President announces pay freeze for government workers and slashes projects designed to help the poor and the environment
Barack Obama is poised to announce $1.1tn (£687bn) in budget cuts tomorrow in a 10-year deficit reduction plan to avert a budget crisis and silence the conservative opposition.
In his third annual budget, Obama is expected to introduce a five-year freeze on discretionary spending and a pay freeze for government workers. Severe cuts are expected to many programmes that have previously had the president's support. Home energy assistance for low-income families would be halved, and an initiative to restore the environmental health of the Great Lakes would be reduced by a quarter. The community development block grant, which goes to state governments to develop low-income areas, and funding for the Forest Service, stewards of the forests, are also likely to be cut.
However, the cuts will have only a marginal impact on the national debt, which stands at $14.1tn. The 10-year deficit reduction would be less than the total projected deficit for 2011 alone, which the non-partisan Congressional Budget Office estimates will be $1.48tn. The budget will not contain proposals to tackle areas of major spending in the US budget, such as social security.
The cuts will begin in October and extend over the next decade. Most savings will come from spending cuts. Even the Pentagon, often considered untouchable, will face cuts.
The military will not be subject to the same spending freeze as other government bodies but Obama is expected to follow Defence Secretary Robert Gates's proposal to slash spending at the Pentagon by $78bn over the next five years. As well as savings from troop withdrawals from Iraq, weapons programmes – including a new engine for the joint-strike fighter initiative backed by the UK and Canada among others – are also on the chopping block.
The cuts are unlikely to appease the Republican opposition, which is already calling for $100bn in budget cuts for this year alone. Law enforcement, environmental protection, renewable energy, transportation and housing grants would all be cut severely under its proposals.
November's election gains by Republicans backed by the conservative Tea Party movement have increased pressure on both Democrats and Republicans for aggressive cost-cutting.
The Republicans' proposed spending cuts for 2011 were rejected by recently elected conservatives as too small, forcing the House Speaker, John Boehner, to propose even deeper cuts. The 2011 budget has yet to be passed by Congress and tomorrow's budget is expected to further intensify the debate.
Speaking on NBC's Meet the Press, Boehner said Obama's budget would "continue to destroy jobs".
"The president wants to talk about winning the future," he said. "This isn't winning the future – it's spending the future. We're broke. What's really dangerous is if we continue to do nothing and allow the status quo to stay in place."
The Republicans are also set to clash with Obama over proposals to reform the Bush-era tax cuts. The Treasury has estimated that making the tax cuts permanent for everyone would cost it $3.7tn in lost revenues over 10 years. Obama is planning to extend the cuts, but not for people whose taxable income is more than $250,000 a year.

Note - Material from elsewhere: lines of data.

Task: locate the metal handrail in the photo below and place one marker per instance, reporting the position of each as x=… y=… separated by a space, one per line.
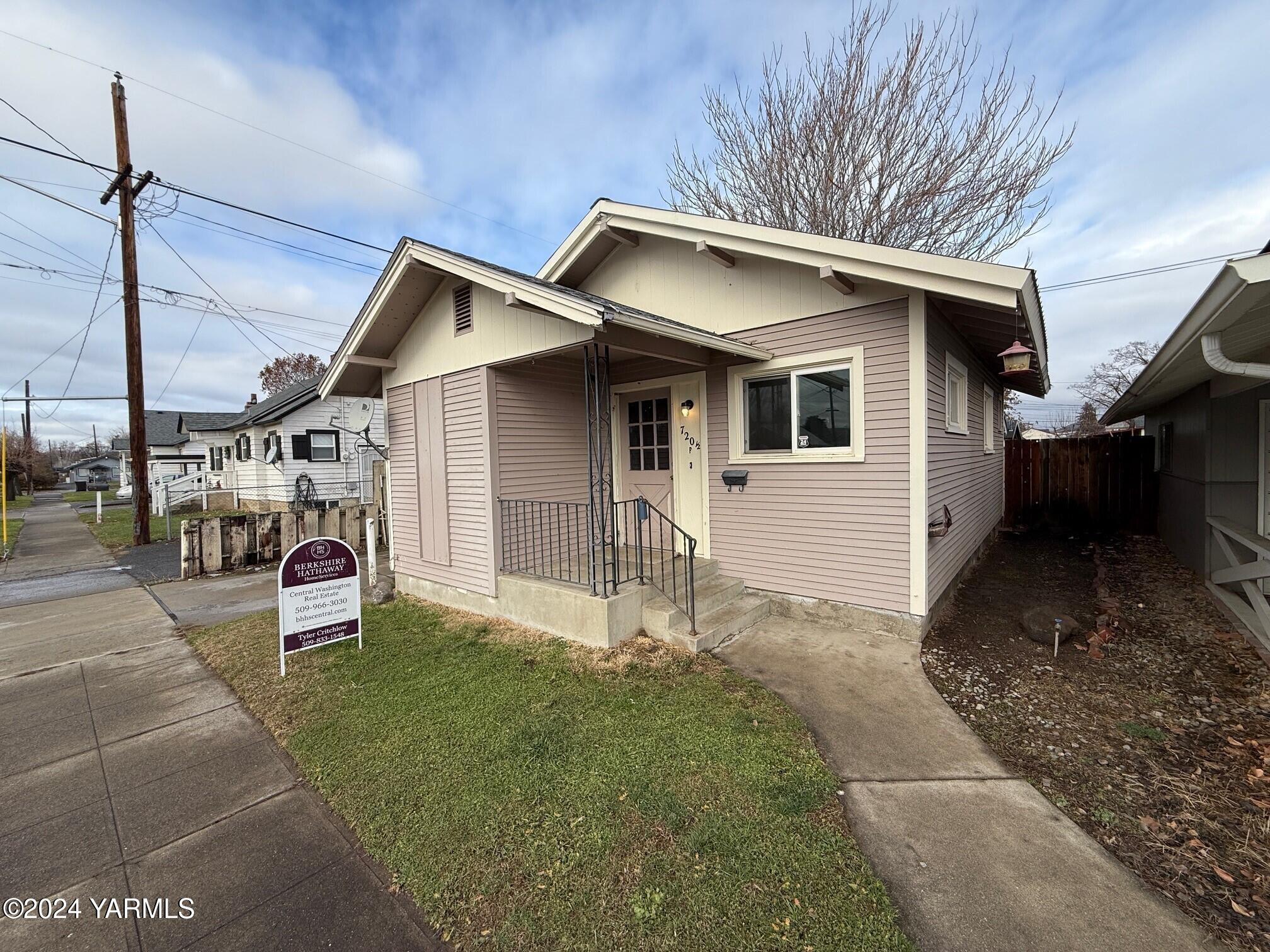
x=653 y=570
x=561 y=541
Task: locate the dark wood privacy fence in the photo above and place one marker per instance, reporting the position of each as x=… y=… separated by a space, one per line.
x=1090 y=483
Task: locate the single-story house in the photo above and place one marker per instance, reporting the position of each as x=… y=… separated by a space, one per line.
x=1206 y=397
x=818 y=422
x=315 y=460
x=169 y=452
x=106 y=467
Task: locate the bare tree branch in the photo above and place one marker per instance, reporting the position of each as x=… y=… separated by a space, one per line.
x=1110 y=378
x=921 y=150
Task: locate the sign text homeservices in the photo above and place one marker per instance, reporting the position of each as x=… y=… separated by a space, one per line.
x=319 y=597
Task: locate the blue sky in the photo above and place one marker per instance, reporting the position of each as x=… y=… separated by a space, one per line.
x=525 y=113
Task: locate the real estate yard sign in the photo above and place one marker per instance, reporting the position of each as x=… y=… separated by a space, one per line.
x=319 y=597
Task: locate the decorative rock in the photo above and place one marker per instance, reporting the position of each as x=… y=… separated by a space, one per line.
x=1038 y=625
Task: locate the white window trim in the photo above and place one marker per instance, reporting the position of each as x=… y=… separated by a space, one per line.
x=838 y=358
x=335 y=450
x=951 y=363
x=990 y=419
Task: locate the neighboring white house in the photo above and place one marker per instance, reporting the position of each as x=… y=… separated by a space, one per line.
x=106 y=467
x=171 y=453
x=315 y=460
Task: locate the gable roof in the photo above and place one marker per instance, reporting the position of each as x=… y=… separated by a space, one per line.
x=268 y=411
x=1002 y=301
x=537 y=293
x=1236 y=305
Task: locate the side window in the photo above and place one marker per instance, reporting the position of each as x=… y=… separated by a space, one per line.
x=1166 y=447
x=956 y=380
x=990 y=421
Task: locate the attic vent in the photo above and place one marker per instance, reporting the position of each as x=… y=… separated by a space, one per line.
x=462 y=309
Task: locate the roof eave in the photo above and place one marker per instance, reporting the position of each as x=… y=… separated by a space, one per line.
x=1228 y=283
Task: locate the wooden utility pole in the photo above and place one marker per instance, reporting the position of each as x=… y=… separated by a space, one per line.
x=122 y=187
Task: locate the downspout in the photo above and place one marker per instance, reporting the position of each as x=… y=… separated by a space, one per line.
x=1220 y=362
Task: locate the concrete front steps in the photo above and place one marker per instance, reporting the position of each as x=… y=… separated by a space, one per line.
x=723 y=608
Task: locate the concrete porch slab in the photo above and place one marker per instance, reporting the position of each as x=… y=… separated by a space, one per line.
x=992 y=864
x=869 y=703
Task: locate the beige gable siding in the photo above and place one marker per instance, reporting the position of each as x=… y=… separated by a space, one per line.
x=670 y=278
x=959 y=473
x=836 y=531
x=540 y=432
x=431 y=348
x=460 y=490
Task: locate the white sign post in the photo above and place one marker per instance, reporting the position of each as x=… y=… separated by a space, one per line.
x=319 y=597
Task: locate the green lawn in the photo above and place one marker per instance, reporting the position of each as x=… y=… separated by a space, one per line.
x=531 y=794
x=91 y=497
x=116 y=528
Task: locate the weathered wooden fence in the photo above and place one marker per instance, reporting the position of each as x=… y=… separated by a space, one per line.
x=1087 y=483
x=225 y=542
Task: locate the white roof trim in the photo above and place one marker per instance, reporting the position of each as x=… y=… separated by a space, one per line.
x=996 y=286
x=1212 y=312
x=526 y=292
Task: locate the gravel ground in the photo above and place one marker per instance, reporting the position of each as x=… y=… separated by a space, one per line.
x=159 y=562
x=1156 y=742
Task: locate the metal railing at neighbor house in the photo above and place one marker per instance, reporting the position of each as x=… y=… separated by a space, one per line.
x=563 y=542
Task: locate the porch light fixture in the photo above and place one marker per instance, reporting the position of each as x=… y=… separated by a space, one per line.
x=1016 y=358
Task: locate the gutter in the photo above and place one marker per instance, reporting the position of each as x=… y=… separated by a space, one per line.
x=1220 y=362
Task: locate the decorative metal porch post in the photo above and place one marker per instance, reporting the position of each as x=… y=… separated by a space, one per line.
x=600 y=468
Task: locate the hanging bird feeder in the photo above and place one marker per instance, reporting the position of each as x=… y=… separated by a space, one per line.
x=1016 y=358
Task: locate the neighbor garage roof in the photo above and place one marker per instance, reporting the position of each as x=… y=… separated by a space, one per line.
x=1235 y=305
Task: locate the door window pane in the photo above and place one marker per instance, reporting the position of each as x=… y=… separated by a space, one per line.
x=823 y=409
x=767 y=414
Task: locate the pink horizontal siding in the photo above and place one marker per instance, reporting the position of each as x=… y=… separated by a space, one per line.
x=832 y=531
x=959 y=473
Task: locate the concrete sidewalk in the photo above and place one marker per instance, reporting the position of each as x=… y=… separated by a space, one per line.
x=972 y=854
x=127 y=768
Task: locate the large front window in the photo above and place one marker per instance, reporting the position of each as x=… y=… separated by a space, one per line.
x=798 y=408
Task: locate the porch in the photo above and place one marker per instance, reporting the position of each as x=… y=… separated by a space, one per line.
x=598 y=460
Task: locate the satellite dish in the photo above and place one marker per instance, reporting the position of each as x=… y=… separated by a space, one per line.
x=360 y=414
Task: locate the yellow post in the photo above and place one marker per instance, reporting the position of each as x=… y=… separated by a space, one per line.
x=4 y=488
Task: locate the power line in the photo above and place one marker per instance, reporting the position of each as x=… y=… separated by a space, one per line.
x=197 y=195
x=1143 y=272
x=88 y=328
x=283 y=139
x=222 y=298
x=183 y=353
x=49 y=133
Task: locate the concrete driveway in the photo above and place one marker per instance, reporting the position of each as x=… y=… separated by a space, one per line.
x=972 y=854
x=129 y=769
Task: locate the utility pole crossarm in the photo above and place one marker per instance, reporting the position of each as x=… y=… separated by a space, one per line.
x=131 y=320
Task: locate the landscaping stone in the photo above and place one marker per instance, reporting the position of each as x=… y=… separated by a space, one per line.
x=1038 y=625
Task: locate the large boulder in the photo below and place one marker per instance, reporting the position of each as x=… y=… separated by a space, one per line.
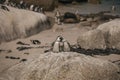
x=19 y=23
x=63 y=66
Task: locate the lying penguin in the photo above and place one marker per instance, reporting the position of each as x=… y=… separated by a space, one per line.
x=60 y=45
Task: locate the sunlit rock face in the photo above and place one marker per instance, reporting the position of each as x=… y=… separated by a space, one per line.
x=104 y=36
x=19 y=23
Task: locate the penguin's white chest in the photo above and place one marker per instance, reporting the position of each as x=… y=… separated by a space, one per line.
x=56 y=47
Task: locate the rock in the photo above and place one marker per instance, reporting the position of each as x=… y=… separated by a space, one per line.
x=111 y=30
x=63 y=66
x=91 y=40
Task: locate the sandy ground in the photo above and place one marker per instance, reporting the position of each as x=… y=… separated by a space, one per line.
x=69 y=31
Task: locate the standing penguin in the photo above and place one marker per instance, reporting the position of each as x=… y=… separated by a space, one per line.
x=57 y=17
x=32 y=7
x=57 y=45
x=66 y=46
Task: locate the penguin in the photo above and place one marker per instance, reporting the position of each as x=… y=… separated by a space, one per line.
x=4 y=7
x=57 y=45
x=42 y=10
x=36 y=42
x=67 y=47
x=57 y=17
x=32 y=7
x=113 y=8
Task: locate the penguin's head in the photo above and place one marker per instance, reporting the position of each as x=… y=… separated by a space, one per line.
x=59 y=38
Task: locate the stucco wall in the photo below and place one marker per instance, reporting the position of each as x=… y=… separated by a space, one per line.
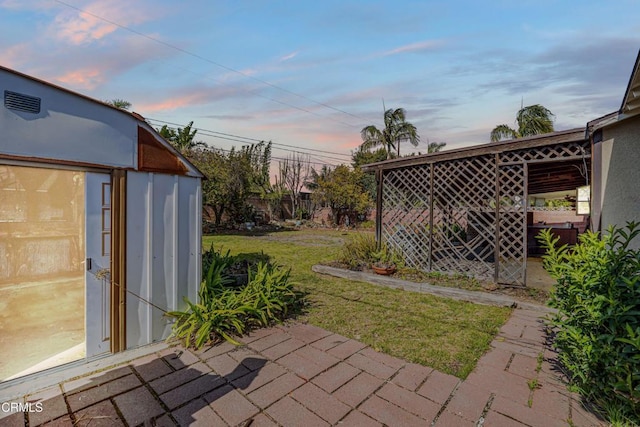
x=163 y=251
x=68 y=127
x=620 y=179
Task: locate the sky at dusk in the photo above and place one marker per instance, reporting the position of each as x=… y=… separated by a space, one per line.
x=312 y=74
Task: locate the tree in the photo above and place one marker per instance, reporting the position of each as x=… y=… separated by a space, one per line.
x=396 y=129
x=119 y=103
x=532 y=120
x=362 y=157
x=182 y=139
x=340 y=190
x=231 y=177
x=294 y=171
x=435 y=147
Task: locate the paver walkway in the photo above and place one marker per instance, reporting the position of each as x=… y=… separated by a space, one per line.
x=301 y=375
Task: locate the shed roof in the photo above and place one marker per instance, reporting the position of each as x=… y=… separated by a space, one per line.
x=565 y=136
x=631 y=101
x=179 y=160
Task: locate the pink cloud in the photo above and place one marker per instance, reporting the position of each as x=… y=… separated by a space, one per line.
x=97 y=20
x=87 y=78
x=172 y=103
x=289 y=56
x=415 y=47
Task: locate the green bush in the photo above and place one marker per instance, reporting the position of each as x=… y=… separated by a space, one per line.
x=224 y=309
x=598 y=322
x=362 y=250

In his weekly Saturday address the president said: "Families across this country understand what it takes to manage a budget. They understand what it takes to make ends meet without forgoing important investments like education. Well, it's time Washington acted as responsibly as our families do."
In December, the White House's bipartisan deficit-reduction commission said the US needed to make $4tn in reductions.